東北芸術工科大学の卒業制作展(正式名称は東北芸術工科大学卒業/修了研究・制作展2021、以下では卒業制作展もしくは卒展とする)に初めて行った。関東以北ではおそらく最も有名な、美術系のコースがある大学だ。他の美術系大学に比べると歴史はやや浅いが卒業制作展を東京でも行う(今年度は残念ながら中止)など、前のめりな取り組みを行っている印象がある。
卒業制作展ウェブサイトでは学生の作品を買えるオンラインショップ(会期中のみ)や会場の3Dアーカイブを見ることができる。
すべての学科を十分に時間をとって見られたわけではなかったが以下では独断と偏見で面白かった作品や研究を備忘録的に振り返りたい。どうしても走り書き的な感想になってしまった。少しでも学生への励ましや何かの参考になればと思い恥を忍んでアップする。

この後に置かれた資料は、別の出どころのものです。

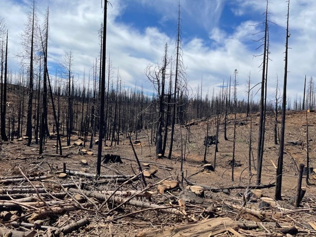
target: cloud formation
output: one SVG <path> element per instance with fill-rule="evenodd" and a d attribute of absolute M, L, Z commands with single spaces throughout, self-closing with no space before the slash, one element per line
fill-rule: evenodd
<path fill-rule="evenodd" d="M 32 1 L 3 2 L 0 18 L 4 19 L 9 29 L 9 67 L 18 72 L 20 66 L 14 55 L 20 51 L 19 35 L 25 28 Z M 282 87 L 284 74 L 287 5 L 285 1 L 269 3 L 269 19 L 273 24 L 269 25 L 268 95 L 273 98 L 277 77 Z M 108 7 L 107 57 L 110 55 L 114 71 L 119 69 L 125 85 L 143 86 L 145 91 L 152 91 L 144 70 L 149 64 L 161 60 L 166 42 L 169 55 L 174 52 L 178 1 L 118 0 L 111 4 Z M 140 16 L 132 15 L 130 20 L 125 20 L 132 5 L 143 8 L 156 21 L 143 22 L 141 27 L 132 20 Z M 262 54 L 262 49 L 259 47 L 261 43 L 254 40 L 263 35 L 260 32 L 263 29 L 261 24 L 265 11 L 264 1 L 180 0 L 180 5 L 184 64 L 193 91 L 202 76 L 204 92 L 212 91 L 237 69 L 237 96 L 245 97 L 250 73 L 253 84 L 261 80 L 261 57 L 254 56 Z M 84 72 L 86 75 L 91 70 L 100 53 L 98 35 L 103 18 L 101 1 L 38 1 L 36 8 L 40 19 L 43 19 L 48 6 L 49 64 L 54 70 L 52 73 L 55 74 L 54 67 L 71 50 L 74 75 L 82 78 Z M 288 95 L 292 98 L 302 96 L 305 75 L 307 78 L 313 75 L 316 26 L 313 17 L 315 14 L 316 2 L 312 0 L 290 3 Z"/>

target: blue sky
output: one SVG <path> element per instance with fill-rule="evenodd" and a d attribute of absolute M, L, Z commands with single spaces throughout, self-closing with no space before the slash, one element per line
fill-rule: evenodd
<path fill-rule="evenodd" d="M 19 35 L 25 28 L 32 0 L 0 0 L 0 18 L 9 30 L 9 67 L 20 68 L 14 55 L 20 52 Z M 126 87 L 143 87 L 148 94 L 152 87 L 145 74 L 146 67 L 160 62 L 165 44 L 169 54 L 175 46 L 177 0 L 113 0 L 108 8 L 107 51 L 113 71 L 119 69 Z M 237 96 L 246 97 L 251 73 L 253 84 L 260 81 L 261 43 L 254 40 L 263 35 L 266 3 L 263 0 L 180 0 L 183 63 L 187 79 L 196 93 L 203 77 L 203 92 L 219 90 L 237 69 Z M 277 77 L 282 86 L 286 2 L 270 0 L 269 4 L 270 51 L 268 99 L 274 98 Z M 66 53 L 74 55 L 75 78 L 92 73 L 98 57 L 98 31 L 102 21 L 100 0 L 41 0 L 37 13 L 42 22 L 50 8 L 49 64 L 51 74 Z M 303 78 L 314 74 L 316 63 L 316 1 L 291 0 L 290 3 L 288 95 L 302 97 Z M 116 77 L 114 76 L 114 78 Z M 78 83 L 80 80 L 77 80 Z"/>

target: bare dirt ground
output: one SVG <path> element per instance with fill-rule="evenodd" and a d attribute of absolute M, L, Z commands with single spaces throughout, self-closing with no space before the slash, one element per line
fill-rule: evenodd
<path fill-rule="evenodd" d="M 76 145 L 67 147 L 64 141 L 63 155 L 65 156 L 60 157 L 55 156 L 56 140 L 54 139 L 49 139 L 47 140 L 46 149 L 42 155 L 38 155 L 37 145 L 32 144 L 30 147 L 28 147 L 26 145 L 25 140 L 3 142 L 1 146 L 0 157 L 0 183 L 2 184 L 0 196 L 2 200 L 0 202 L 2 205 L 5 200 L 7 200 L 7 202 L 10 202 L 16 207 L 10 209 L 5 207 L 4 204 L 0 206 L 0 224 L 2 226 L 0 227 L 2 228 L 26 231 L 31 229 L 32 227 L 19 227 L 17 226 L 18 225 L 14 225 L 12 223 L 14 222 L 33 223 L 37 221 L 39 225 L 52 228 L 42 228 L 41 230 L 37 230 L 34 233 L 35 235 L 32 236 L 54 236 L 54 234 L 57 236 L 58 234 L 54 232 L 56 229 L 60 230 L 62 227 L 86 218 L 89 224 L 84 225 L 79 230 L 76 229 L 70 233 L 69 236 L 126 236 L 137 234 L 138 234 L 138 236 L 233 236 L 234 233 L 223 227 L 224 226 L 223 224 L 221 225 L 222 226 L 221 228 L 224 228 L 224 230 L 213 235 L 211 234 L 211 231 L 205 235 L 201 234 L 190 235 L 188 233 L 186 234 L 187 235 L 182 233 L 182 235 L 179 234 L 177 235 L 175 234 L 167 235 L 165 233 L 161 233 L 159 235 L 159 233 L 154 234 L 151 232 L 154 230 L 167 230 L 171 227 L 175 228 L 192 223 L 198 223 L 207 218 L 227 217 L 233 221 L 245 223 L 249 223 L 250 221 L 257 222 L 257 223 L 269 223 L 269 226 L 259 225 L 258 226 L 260 227 L 251 230 L 245 230 L 244 228 L 235 226 L 234 229 L 238 232 L 235 233 L 235 236 L 238 236 L 238 234 L 239 236 L 287 236 L 286 233 L 282 234 L 278 230 L 278 228 L 283 226 L 296 227 L 299 230 L 298 233 L 296 233 L 296 236 L 316 236 L 316 229 L 314 229 L 316 228 L 314 225 L 316 225 L 316 186 L 314 186 L 316 183 L 314 179 L 316 177 L 313 176 L 314 175 L 310 175 L 311 184 L 310 185 L 306 185 L 305 176 L 303 177 L 302 186 L 306 187 L 306 191 L 300 207 L 294 208 L 290 202 L 296 192 L 298 167 L 300 163 L 306 165 L 306 163 L 307 126 L 305 112 L 287 112 L 282 179 L 282 200 L 275 201 L 273 200 L 270 206 L 265 209 L 260 209 L 259 206 L 261 201 L 260 198 L 261 195 L 254 190 L 259 188 L 250 187 L 256 185 L 256 170 L 255 166 L 257 166 L 259 114 L 253 114 L 252 117 L 252 152 L 254 156 L 251 158 L 252 174 L 250 176 L 247 168 L 250 120 L 246 119 L 244 114 L 238 115 L 235 160 L 241 166 L 234 168 L 234 181 L 232 181 L 232 167 L 229 165 L 233 156 L 233 115 L 229 118 L 228 141 L 224 140 L 223 125 L 220 125 L 218 152 L 216 155 L 216 169 L 214 171 L 205 170 L 203 168 L 204 140 L 206 133 L 206 121 L 196 121 L 194 125 L 190 126 L 189 130 L 187 127 L 177 127 L 174 152 L 170 160 L 156 159 L 155 157 L 155 147 L 150 144 L 149 138 L 150 134 L 148 134 L 147 131 L 142 131 L 138 134 L 137 140 L 140 143 L 134 144 L 134 147 L 143 169 L 156 169 L 157 171 L 152 177 L 145 179 L 148 187 L 146 191 L 151 192 L 149 193 L 151 195 L 150 198 L 133 198 L 131 197 L 131 193 L 129 193 L 125 198 L 130 198 L 130 200 L 146 204 L 155 204 L 160 207 L 173 207 L 180 210 L 183 214 L 166 213 L 164 210 L 165 209 L 160 209 L 160 207 L 157 206 L 147 207 L 144 205 L 143 207 L 136 207 L 130 205 L 129 203 L 119 205 L 117 202 L 110 199 L 108 202 L 105 202 L 106 203 L 104 202 L 102 204 L 103 201 L 96 197 L 88 198 L 82 191 L 78 191 L 79 194 L 77 195 L 73 192 L 74 188 L 81 190 L 78 189 L 78 187 L 81 187 L 82 190 L 88 192 L 95 191 L 101 192 L 102 191 L 114 190 L 117 189 L 123 182 L 128 180 L 126 177 L 125 180 L 122 180 L 121 178 L 118 178 L 119 176 L 117 176 L 117 179 L 101 178 L 97 184 L 91 178 L 80 174 L 69 174 L 64 179 L 58 177 L 59 174 L 63 171 L 64 163 L 67 170 L 94 175 L 96 169 L 97 145 L 94 145 L 91 149 L 93 155 L 89 155 L 83 150 L 81 147 Z M 316 139 L 316 113 L 308 113 L 307 118 L 310 166 L 315 168 L 316 144 L 314 140 Z M 274 143 L 274 116 L 268 115 L 266 123 L 261 180 L 263 185 L 273 184 L 275 182 L 276 169 L 273 164 L 277 165 L 279 150 L 279 145 L 275 145 Z M 210 135 L 215 134 L 214 124 L 214 121 L 212 120 L 210 123 Z M 280 124 L 279 126 L 280 127 Z M 102 175 L 134 176 L 139 173 L 139 168 L 129 139 L 124 136 L 122 136 L 121 138 L 119 145 L 116 144 L 111 147 L 104 146 L 103 155 L 120 155 L 123 163 L 102 164 Z M 135 138 L 135 134 L 132 135 L 132 140 Z M 78 136 L 73 136 L 72 139 L 72 144 L 73 144 L 78 140 Z M 107 145 L 109 144 L 109 141 L 106 142 Z M 157 184 L 160 181 L 167 178 L 174 180 L 181 180 L 182 147 L 185 158 L 183 164 L 184 187 L 180 185 L 179 187 L 165 191 L 163 194 L 160 193 L 157 191 Z M 212 145 L 207 149 L 207 160 L 212 164 L 214 148 L 214 145 Z M 82 164 L 81 161 L 82 159 L 87 161 L 87 165 Z M 254 163 L 254 161 L 255 161 Z M 149 166 L 145 166 L 146 163 L 148 163 Z M 34 177 L 49 176 L 40 181 L 32 181 L 31 179 L 27 180 L 23 174 L 30 179 Z M 11 179 L 17 177 L 21 178 L 21 180 L 10 182 Z M 186 190 L 186 187 L 188 186 L 186 181 L 203 186 L 205 188 L 205 197 L 201 199 L 194 194 L 192 196 L 192 193 L 188 191 L 185 192 L 184 194 L 182 189 Z M 120 187 L 119 191 L 139 190 L 139 192 L 145 192 L 146 188 L 144 187 L 141 178 L 126 183 Z M 22 193 L 21 191 L 14 193 L 14 192 L 8 190 L 17 190 L 21 187 L 19 187 L 20 186 L 33 191 L 44 188 L 43 193 L 47 194 L 43 195 L 39 191 L 33 194 Z M 261 190 L 262 191 L 262 197 L 273 199 L 275 187 Z M 249 193 L 252 190 L 255 195 L 252 196 L 252 194 L 249 196 Z M 28 192 L 35 192 L 29 191 Z M 64 196 L 59 197 L 53 195 L 54 193 L 59 192 L 64 193 Z M 47 193 L 51 195 L 47 195 Z M 116 194 L 114 197 L 121 197 L 120 195 Z M 24 205 L 18 204 L 19 198 L 31 196 L 33 199 L 32 202 L 24 201 Z M 182 205 L 182 203 L 184 203 L 184 207 Z M 236 206 L 232 206 L 232 205 Z M 61 209 L 60 212 L 53 212 L 52 210 L 57 207 L 70 206 L 73 208 Z M 241 210 L 236 208 L 243 206 L 243 209 Z M 245 208 L 248 209 L 245 209 Z M 247 210 L 249 209 L 254 210 L 259 215 L 249 213 Z M 48 210 L 49 211 L 44 212 L 43 210 Z M 8 212 L 9 214 L 8 214 Z M 294 234 L 294 233 L 290 234 Z M 62 233 L 59 236 L 61 235 Z"/>

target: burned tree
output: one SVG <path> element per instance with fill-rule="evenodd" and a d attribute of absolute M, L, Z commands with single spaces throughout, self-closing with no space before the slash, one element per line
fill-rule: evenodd
<path fill-rule="evenodd" d="M 289 0 L 287 1 L 287 19 L 286 20 L 286 36 L 285 41 L 285 56 L 284 57 L 284 78 L 283 80 L 283 94 L 282 109 L 282 122 L 281 123 L 281 134 L 280 136 L 280 146 L 279 147 L 279 157 L 276 182 L 275 199 L 281 199 L 282 178 L 283 169 L 283 154 L 284 150 L 284 134 L 285 133 L 285 112 L 286 106 L 286 82 L 287 81 L 287 54 L 288 51 L 288 38 L 290 36 L 288 31 L 288 18 L 289 12 Z"/>

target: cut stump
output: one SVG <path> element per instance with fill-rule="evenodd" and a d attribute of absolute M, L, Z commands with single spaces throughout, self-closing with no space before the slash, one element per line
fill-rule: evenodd
<path fill-rule="evenodd" d="M 176 180 L 164 180 L 157 186 L 157 190 L 160 193 L 164 193 L 166 191 L 169 191 L 179 186 L 179 182 Z"/>

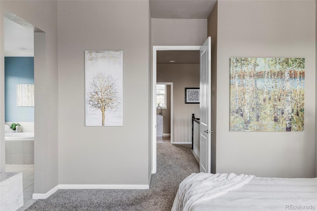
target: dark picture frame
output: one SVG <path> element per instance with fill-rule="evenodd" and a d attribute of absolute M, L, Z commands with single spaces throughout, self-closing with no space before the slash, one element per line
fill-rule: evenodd
<path fill-rule="evenodd" d="M 199 104 L 199 88 L 185 88 L 185 103 Z"/>

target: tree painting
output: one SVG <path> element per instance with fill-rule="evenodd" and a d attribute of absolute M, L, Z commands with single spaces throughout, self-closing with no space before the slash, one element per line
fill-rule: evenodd
<path fill-rule="evenodd" d="M 122 52 L 85 52 L 86 126 L 122 126 Z"/>
<path fill-rule="evenodd" d="M 106 110 L 117 109 L 119 98 L 115 80 L 111 75 L 99 73 L 94 76 L 88 93 L 88 104 L 93 109 L 102 112 L 102 125 L 105 126 Z"/>
<path fill-rule="evenodd" d="M 303 131 L 305 58 L 230 58 L 231 131 Z"/>

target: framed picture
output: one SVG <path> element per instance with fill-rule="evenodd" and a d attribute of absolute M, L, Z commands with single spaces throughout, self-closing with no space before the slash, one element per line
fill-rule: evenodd
<path fill-rule="evenodd" d="M 85 51 L 85 126 L 123 126 L 123 52 Z"/>
<path fill-rule="evenodd" d="M 304 131 L 305 58 L 230 58 L 230 131 Z"/>
<path fill-rule="evenodd" d="M 34 84 L 16 85 L 16 106 L 34 107 Z"/>
<path fill-rule="evenodd" d="M 185 88 L 185 103 L 199 104 L 199 88 Z"/>

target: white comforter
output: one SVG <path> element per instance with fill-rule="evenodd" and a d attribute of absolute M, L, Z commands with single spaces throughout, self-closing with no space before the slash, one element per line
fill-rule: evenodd
<path fill-rule="evenodd" d="M 253 175 L 193 173 L 179 185 L 172 211 L 188 211 L 196 203 L 224 194 L 247 183 Z"/>

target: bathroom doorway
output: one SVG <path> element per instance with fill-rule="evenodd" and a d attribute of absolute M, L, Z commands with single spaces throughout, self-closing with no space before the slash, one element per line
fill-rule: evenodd
<path fill-rule="evenodd" d="M 3 23 L 4 77 L 2 82 L 4 82 L 5 91 L 5 151 L 1 151 L 1 154 L 5 154 L 5 162 L 4 168 L 1 166 L 1 169 L 5 168 L 7 172 L 22 173 L 22 208 L 26 209 L 35 201 L 32 199 L 34 192 L 35 27 L 6 10 L 4 10 Z"/>
<path fill-rule="evenodd" d="M 198 116 L 200 113 L 199 104 L 197 107 L 193 104 L 186 104 L 184 100 L 185 90 L 186 87 L 199 87 L 199 50 L 200 46 L 153 46 L 153 68 L 152 68 L 152 173 L 156 173 L 157 172 L 157 102 L 156 102 L 156 90 L 157 83 L 158 81 L 171 81 L 174 85 L 174 112 L 172 116 L 173 117 L 173 123 L 171 124 L 171 130 L 173 131 L 173 135 L 171 134 L 171 143 L 178 144 L 191 144 L 191 116 L 192 113 L 195 113 L 196 116 Z M 180 55 L 182 53 L 189 55 L 186 56 L 186 60 L 184 63 L 178 63 L 183 60 L 184 58 Z M 197 61 L 194 61 L 191 63 L 193 56 L 192 53 L 197 54 Z M 178 55 L 177 58 L 172 59 L 170 54 L 174 55 Z M 161 61 L 158 61 L 161 59 Z M 188 62 L 190 63 L 188 63 Z M 187 67 L 185 67 L 186 64 Z M 190 65 L 188 65 L 190 64 Z M 175 66 L 174 65 L 175 65 Z M 197 66 L 197 68 L 192 68 L 191 66 Z M 176 71 L 174 71 L 176 67 Z M 162 70 L 162 71 L 160 71 Z M 183 71 L 182 70 L 184 70 Z M 197 70 L 197 71 L 196 71 Z M 185 72 L 191 72 L 189 74 L 185 73 Z M 160 76 L 169 76 L 171 77 L 165 78 L 162 77 L 158 80 Z M 190 75 L 191 78 L 188 80 L 189 83 L 184 83 L 183 76 Z M 173 80 L 169 80 L 172 78 Z M 197 83 L 191 84 L 190 81 L 192 79 L 195 78 L 197 81 Z M 195 79 L 195 80 L 196 80 Z M 175 80 L 175 81 L 174 81 Z M 177 81 L 176 83 L 176 81 Z M 177 84 L 177 86 L 176 86 Z M 177 93 L 175 94 L 175 93 Z M 179 106 L 176 106 L 177 103 Z M 182 109 L 183 106 L 186 111 Z M 188 109 L 189 108 L 189 109 Z M 175 119 L 175 116 L 177 113 L 177 116 L 183 116 Z"/>
<path fill-rule="evenodd" d="M 157 83 L 157 143 L 173 141 L 173 83 Z"/>

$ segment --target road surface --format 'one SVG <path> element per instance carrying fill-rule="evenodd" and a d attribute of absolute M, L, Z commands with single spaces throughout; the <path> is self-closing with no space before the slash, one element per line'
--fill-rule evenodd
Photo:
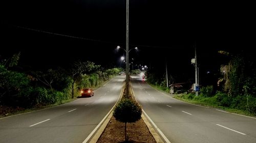
<path fill-rule="evenodd" d="M 92 97 L 1 119 L 0 142 L 82 143 L 88 140 L 116 103 L 125 76 L 112 79 L 95 90 Z"/>
<path fill-rule="evenodd" d="M 153 89 L 139 76 L 132 76 L 132 86 L 167 142 L 256 142 L 256 118 L 180 101 Z"/>

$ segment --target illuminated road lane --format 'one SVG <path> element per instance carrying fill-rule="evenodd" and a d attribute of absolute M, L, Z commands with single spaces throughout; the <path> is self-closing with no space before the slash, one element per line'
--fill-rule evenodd
<path fill-rule="evenodd" d="M 256 142 L 256 118 L 180 101 L 132 77 L 136 98 L 172 143 Z"/>
<path fill-rule="evenodd" d="M 117 102 L 124 79 L 112 79 L 92 97 L 1 119 L 0 142 L 82 142 Z"/>

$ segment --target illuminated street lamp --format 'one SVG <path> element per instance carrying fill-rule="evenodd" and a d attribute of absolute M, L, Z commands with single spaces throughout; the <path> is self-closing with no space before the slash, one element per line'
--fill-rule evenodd
<path fill-rule="evenodd" d="M 127 20 L 127 19 L 126 19 Z M 127 28 L 128 27 L 127 27 Z M 127 33 L 126 33 L 126 34 L 127 34 Z M 127 37 L 126 37 L 126 39 L 127 39 L 128 38 L 128 35 L 126 35 Z M 120 47 L 119 46 L 117 46 L 117 47 L 116 47 L 116 49 L 117 50 L 119 50 L 119 49 L 123 49 L 123 50 L 124 50 L 126 52 L 126 67 L 125 67 L 125 74 L 126 74 L 126 78 L 125 78 L 125 82 L 126 82 L 126 87 L 129 87 L 129 71 L 130 71 L 130 65 L 129 65 L 129 52 L 130 52 L 133 49 L 135 49 L 135 50 L 138 50 L 138 47 L 135 47 L 135 48 L 133 48 L 130 50 L 129 50 L 129 48 L 128 47 L 128 45 L 129 44 L 127 44 L 127 39 L 126 39 L 126 50 L 123 49 L 123 48 L 122 48 L 121 47 Z M 129 90 L 126 90 L 126 97 L 128 97 L 129 96 Z"/>

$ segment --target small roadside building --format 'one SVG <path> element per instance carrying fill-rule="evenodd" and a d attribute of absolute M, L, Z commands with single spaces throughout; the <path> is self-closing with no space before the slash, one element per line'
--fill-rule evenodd
<path fill-rule="evenodd" d="M 192 85 L 189 82 L 182 82 L 172 84 L 169 85 L 169 87 L 170 87 L 170 93 L 173 94 L 190 92 Z"/>

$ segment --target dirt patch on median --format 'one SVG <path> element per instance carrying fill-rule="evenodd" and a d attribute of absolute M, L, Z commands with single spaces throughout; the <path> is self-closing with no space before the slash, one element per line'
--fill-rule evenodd
<path fill-rule="evenodd" d="M 127 123 L 129 142 L 156 143 L 142 119 L 135 123 Z M 116 120 L 112 116 L 97 143 L 124 142 L 124 123 Z"/>

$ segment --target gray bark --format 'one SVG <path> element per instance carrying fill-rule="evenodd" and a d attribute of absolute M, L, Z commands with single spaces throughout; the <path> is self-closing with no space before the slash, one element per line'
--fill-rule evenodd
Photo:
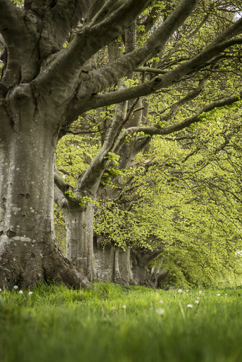
<path fill-rule="evenodd" d="M 9 113 L 1 112 L 0 286 L 49 280 L 79 286 L 80 276 L 55 243 L 56 127 L 50 124 L 46 134 L 28 85 L 15 88 L 6 105 Z"/>

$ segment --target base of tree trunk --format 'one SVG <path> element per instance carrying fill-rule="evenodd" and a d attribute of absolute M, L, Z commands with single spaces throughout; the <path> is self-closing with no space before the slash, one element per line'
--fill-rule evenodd
<path fill-rule="evenodd" d="M 38 282 L 56 282 L 75 288 L 92 286 L 53 242 L 40 245 L 26 240 L 23 250 L 23 247 L 19 249 L 19 243 L 9 243 L 0 256 L 1 288 L 18 285 L 26 289 Z"/>

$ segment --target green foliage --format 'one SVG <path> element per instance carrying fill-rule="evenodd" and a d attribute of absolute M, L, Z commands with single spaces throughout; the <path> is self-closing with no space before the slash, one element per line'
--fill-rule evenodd
<path fill-rule="evenodd" d="M 3 362 L 237 362 L 242 353 L 241 287 L 32 292 L 0 292 Z"/>

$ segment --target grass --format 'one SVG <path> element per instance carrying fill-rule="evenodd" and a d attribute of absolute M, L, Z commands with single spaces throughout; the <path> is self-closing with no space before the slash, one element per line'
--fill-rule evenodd
<path fill-rule="evenodd" d="M 241 287 L 32 292 L 0 292 L 1 362 L 242 361 Z"/>

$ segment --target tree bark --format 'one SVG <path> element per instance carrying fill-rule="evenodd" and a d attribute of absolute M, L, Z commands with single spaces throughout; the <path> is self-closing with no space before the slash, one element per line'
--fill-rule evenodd
<path fill-rule="evenodd" d="M 56 127 L 46 126 L 31 93 L 19 86 L 0 108 L 0 287 L 50 280 L 79 286 L 80 276 L 55 244 Z"/>
<path fill-rule="evenodd" d="M 95 279 L 93 258 L 94 205 L 62 207 L 66 228 L 66 256 L 90 281 Z"/>
<path fill-rule="evenodd" d="M 94 238 L 96 280 L 120 285 L 136 284 L 130 266 L 130 248 L 124 250 L 104 242 L 103 237 Z"/>

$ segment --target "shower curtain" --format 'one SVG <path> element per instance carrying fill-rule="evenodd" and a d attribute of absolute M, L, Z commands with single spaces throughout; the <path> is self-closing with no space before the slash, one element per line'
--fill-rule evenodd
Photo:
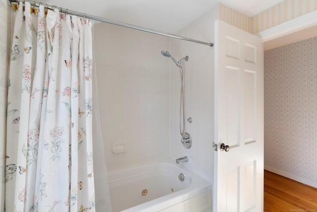
<path fill-rule="evenodd" d="M 6 210 L 95 211 L 92 23 L 39 7 L 21 2 L 15 16 Z"/>

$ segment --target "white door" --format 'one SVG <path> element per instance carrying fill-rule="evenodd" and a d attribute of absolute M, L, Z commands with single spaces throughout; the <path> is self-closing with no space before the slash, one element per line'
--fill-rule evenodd
<path fill-rule="evenodd" d="M 263 211 L 263 57 L 261 39 L 215 25 L 213 211 Z M 230 146 L 221 151 L 220 145 Z"/>

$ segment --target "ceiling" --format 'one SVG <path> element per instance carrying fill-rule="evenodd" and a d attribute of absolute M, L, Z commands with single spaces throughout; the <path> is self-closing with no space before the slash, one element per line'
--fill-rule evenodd
<path fill-rule="evenodd" d="M 252 17 L 284 0 L 41 0 L 40 1 L 69 10 L 175 34 L 219 2 Z"/>

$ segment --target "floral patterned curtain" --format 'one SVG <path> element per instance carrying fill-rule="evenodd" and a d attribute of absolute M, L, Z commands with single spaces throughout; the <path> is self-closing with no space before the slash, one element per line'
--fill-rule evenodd
<path fill-rule="evenodd" d="M 95 211 L 92 23 L 25 4 L 10 65 L 6 210 Z"/>

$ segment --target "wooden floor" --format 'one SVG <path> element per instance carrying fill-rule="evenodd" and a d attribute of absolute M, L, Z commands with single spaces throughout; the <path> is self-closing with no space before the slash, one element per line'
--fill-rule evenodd
<path fill-rule="evenodd" d="M 317 189 L 264 170 L 264 211 L 317 212 Z"/>

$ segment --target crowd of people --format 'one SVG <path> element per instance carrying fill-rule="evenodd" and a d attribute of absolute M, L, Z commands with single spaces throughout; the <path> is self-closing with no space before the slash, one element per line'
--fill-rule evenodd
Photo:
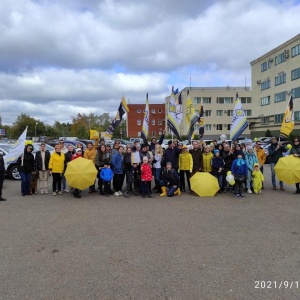
<path fill-rule="evenodd" d="M 49 193 L 48 181 L 49 176 L 52 176 L 53 196 L 72 192 L 74 197 L 81 198 L 80 190 L 72 187 L 70 190 L 67 189 L 64 176 L 68 163 L 78 157 L 91 160 L 98 170 L 94 184 L 89 187 L 89 193 L 98 192 L 105 197 L 113 194 L 126 198 L 132 195 L 153 198 L 154 193 L 168 197 L 193 193 L 190 177 L 196 172 L 208 172 L 215 176 L 219 183 L 218 193 L 233 192 L 240 198 L 244 197 L 244 191 L 249 194 L 260 194 L 264 189 L 263 171 L 266 154 L 260 141 L 257 141 L 254 147 L 252 141 L 240 144 L 234 141 L 232 145 L 217 140 L 210 145 L 193 141 L 191 149 L 177 140 L 170 140 L 168 147 L 163 149 L 162 141 L 163 135 L 159 141 L 152 138 L 149 144 L 140 145 L 135 142 L 124 148 L 117 140 L 111 147 L 105 144 L 104 139 L 100 139 L 94 144 L 88 143 L 87 148 L 83 150 L 81 144 L 76 147 L 69 145 L 66 148 L 64 141 L 60 140 L 52 154 L 46 150 L 45 144 L 41 143 L 41 149 L 36 152 L 35 157 L 32 154 L 33 146 L 26 145 L 23 155 L 19 158 L 21 194 L 23 196 L 30 194 L 30 179 L 32 173 L 36 172 L 40 194 Z M 274 137 L 268 151 L 272 186 L 273 190 L 276 190 L 274 167 L 287 149 Z M 290 154 L 299 157 L 298 138 L 293 140 Z M 1 192 L 3 182 L 1 172 L 4 168 L 2 161 L 0 155 L 0 200 L 4 199 Z M 230 172 L 234 178 L 232 185 L 227 180 Z M 125 189 L 122 191 L 124 180 Z M 285 191 L 282 181 L 279 181 L 279 189 Z M 296 183 L 295 194 L 299 193 L 299 183 Z"/>

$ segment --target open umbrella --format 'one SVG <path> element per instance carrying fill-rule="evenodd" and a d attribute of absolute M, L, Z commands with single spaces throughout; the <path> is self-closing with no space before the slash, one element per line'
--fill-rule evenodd
<path fill-rule="evenodd" d="M 216 177 L 207 172 L 197 172 L 191 179 L 191 189 L 200 197 L 213 197 L 220 189 Z"/>
<path fill-rule="evenodd" d="M 300 182 L 300 159 L 293 155 L 281 157 L 275 168 L 279 180 L 293 184 Z"/>
<path fill-rule="evenodd" d="M 97 169 L 93 161 L 78 157 L 68 163 L 65 177 L 71 187 L 79 190 L 94 184 L 97 175 Z"/>

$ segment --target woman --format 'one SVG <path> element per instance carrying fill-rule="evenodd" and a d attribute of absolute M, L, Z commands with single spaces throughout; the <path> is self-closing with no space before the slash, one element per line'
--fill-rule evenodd
<path fill-rule="evenodd" d="M 124 157 L 123 157 L 124 148 L 120 146 L 118 148 L 118 152 L 112 156 L 111 165 L 112 171 L 114 172 L 113 178 L 113 186 L 115 196 L 122 196 L 123 193 L 121 192 L 123 180 L 124 180 Z"/>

※もし事実誤認や作品・研究の掲載に不都合があればご連絡ください。
卒業制作展のテーマは「春がくる」。メインビジュアルは花のグラフィック。大学内の各建物の入り口に暖簾のようにそれぞれの花のビジュアルが割り当てられ飾られていた。会場で配られるハンドアウトの地図にも花が描かれていたり対応した色分けがされていると、もっとわかりやすかったのではないかと思った。
東北芸工大名物の格言(?)
大学紹介のコーナー。
プロダクトデザインの学科紹介コーナー。ちなみにプロダクトデザインの卒業展示は写真撮影禁止だった。
コミュニティデザイン学科の展示。学科のウェブサイトには「地域が持続するための
“仕組み”をつくる」と書いてある。一言で言えば、地域支援のスペシャリストである「コミュニティデザイナー」を育成し様々な取り組みを行う学科ということになろうか。大学生と思えない興味深い研究がたくさんあった。展示空間のデザインとしても工夫が感じられた。もし私が高校生だったらここを受験したいかも……。
facebook 東北芸術工科大学 コミュニティデザイン学科
草薙陽太「繁忙期の人手確保と給与改善による一次産業の持続可能性を高める仕組みづくり」。
川合佑汰「中山間地域における鳥獣被害対策を前進させるきっかけづくりの提案」。
グラフィックデザイン学科では音声ガイドが準備され、ハガキで感想を投函するとSNSから返信が届く仕組みを作っていた。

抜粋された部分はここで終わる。